Greenspan on Seattle

christian a. gregory chrisgregory11 at email.msn.com
Sun Jan 16 20:40:21 PST 2000


"christian a. gregory" wrote:


> I have my reasons for thinking this is true, though I'd like to know
yours.
> Partly because I think you could argue something like the opposite: i.e.
> that in emphasizing the "malign invisible hand" of the market and the
> consequences of competition on an international level (pace Lenin),
> Brenner's argument requires some idea of real-world integration or
> "globalness" to economic activity.
>
> This is too allusive and elliptical for me. Could you explain?
>
> Carrol
>

Sure. First, here's Brenner (p. 23 of *Economics of Global Turbulence*):

"If we are to understand not only the historical regularity of secular capitalist development, but also the historical regularity of secular capitalist downturn, we therefore need a theory of the malign invisible hand to go along with Adam Smith's benign one--a theory which can encompass a self-generating _series of steps_ resulting from individual (and collective) profit maximizing which leads not towards adjustment, but rather away from it."

One of Brenner's polemical targets for this essay was the "contradictions of Keynesianism" narrative that for some time accounted for the long downturn in the world economy after the oil shocks of the early seventies. According to that line of argument, the incipient (and real in the case of Japan and Europe) corporatism of "golden age" arrangements on national levels (i.e. the size of the welfare state, relative strength of trade unions, etc.) inhibited profit growth for industrial capitals--ie. they distorted the market.

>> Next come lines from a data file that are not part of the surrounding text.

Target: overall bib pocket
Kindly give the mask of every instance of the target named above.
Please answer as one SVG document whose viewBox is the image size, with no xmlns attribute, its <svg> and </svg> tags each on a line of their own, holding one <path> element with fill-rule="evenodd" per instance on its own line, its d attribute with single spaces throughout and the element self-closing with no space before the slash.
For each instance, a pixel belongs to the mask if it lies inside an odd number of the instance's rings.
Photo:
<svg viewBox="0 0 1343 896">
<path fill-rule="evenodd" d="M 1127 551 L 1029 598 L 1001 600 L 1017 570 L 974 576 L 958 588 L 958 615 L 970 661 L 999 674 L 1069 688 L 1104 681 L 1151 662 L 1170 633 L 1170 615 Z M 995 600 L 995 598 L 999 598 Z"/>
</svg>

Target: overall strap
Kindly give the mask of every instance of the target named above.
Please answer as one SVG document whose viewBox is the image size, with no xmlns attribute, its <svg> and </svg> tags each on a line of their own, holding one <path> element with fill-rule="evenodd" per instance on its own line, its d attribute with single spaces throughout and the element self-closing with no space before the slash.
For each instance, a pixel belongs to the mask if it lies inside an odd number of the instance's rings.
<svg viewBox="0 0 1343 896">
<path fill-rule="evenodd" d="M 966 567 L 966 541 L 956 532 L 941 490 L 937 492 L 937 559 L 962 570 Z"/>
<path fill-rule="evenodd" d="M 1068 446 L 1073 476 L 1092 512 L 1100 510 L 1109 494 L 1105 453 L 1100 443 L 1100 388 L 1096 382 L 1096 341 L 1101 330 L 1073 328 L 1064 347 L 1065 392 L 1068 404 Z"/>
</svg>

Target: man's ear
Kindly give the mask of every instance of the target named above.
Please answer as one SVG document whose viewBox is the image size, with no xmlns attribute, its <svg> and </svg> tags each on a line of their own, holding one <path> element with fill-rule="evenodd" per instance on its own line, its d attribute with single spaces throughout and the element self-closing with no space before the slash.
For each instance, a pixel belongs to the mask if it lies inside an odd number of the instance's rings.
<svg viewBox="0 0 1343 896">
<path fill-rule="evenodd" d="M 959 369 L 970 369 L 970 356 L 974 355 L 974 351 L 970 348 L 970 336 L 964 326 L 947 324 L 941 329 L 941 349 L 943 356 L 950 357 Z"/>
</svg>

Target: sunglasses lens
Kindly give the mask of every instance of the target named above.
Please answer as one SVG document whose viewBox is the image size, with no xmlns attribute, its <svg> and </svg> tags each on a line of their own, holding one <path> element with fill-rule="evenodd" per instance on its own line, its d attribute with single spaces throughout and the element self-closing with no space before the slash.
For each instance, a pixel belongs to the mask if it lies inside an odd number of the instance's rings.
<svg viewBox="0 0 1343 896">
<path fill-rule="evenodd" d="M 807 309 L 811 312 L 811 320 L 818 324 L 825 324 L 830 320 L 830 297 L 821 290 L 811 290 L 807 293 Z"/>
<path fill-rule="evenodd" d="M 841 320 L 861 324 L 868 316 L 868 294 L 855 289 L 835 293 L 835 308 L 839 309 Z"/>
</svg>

That argument, according to Brenner, not only justfies neo-liberal policy since the 70's, it mistakes the symptom for the cause. According to Brenner, the long downturn in the world economy emerged out of the mix of balance of payments crises induced by the oil shocks and international overcapacity and overproduction (i.e. fiercer competition among imperial capitalist powers) made more evident in the post-Bretton Woods floating exchange rate regime. The national crises of profitability were but the symptom of the shift in the terms of international competition, in other words. But in order for the competition to appear as such and put pressure on industrial manufacturers, there had to be some level of integration on the international level, at least among the U.S., Japan, and the EU. You could say that "floating" exchange rates were the basis for that kind of integration. That was my point above.

I think Rakesh is right, though, in saying that Brenner's argument punctures the idea of global integration, in any number of ways. That is partly captured in the last half of the last sentence that I just quoted: ". . . profit maximizing which leads not towards adjustment, but away from it." As Brenner details throughout the essay, although US policies were rhetorically justified under the rubric of "competitiveness" or "fairness" or a "level playing field" or what have you, they frequently went in quite the opposite direction.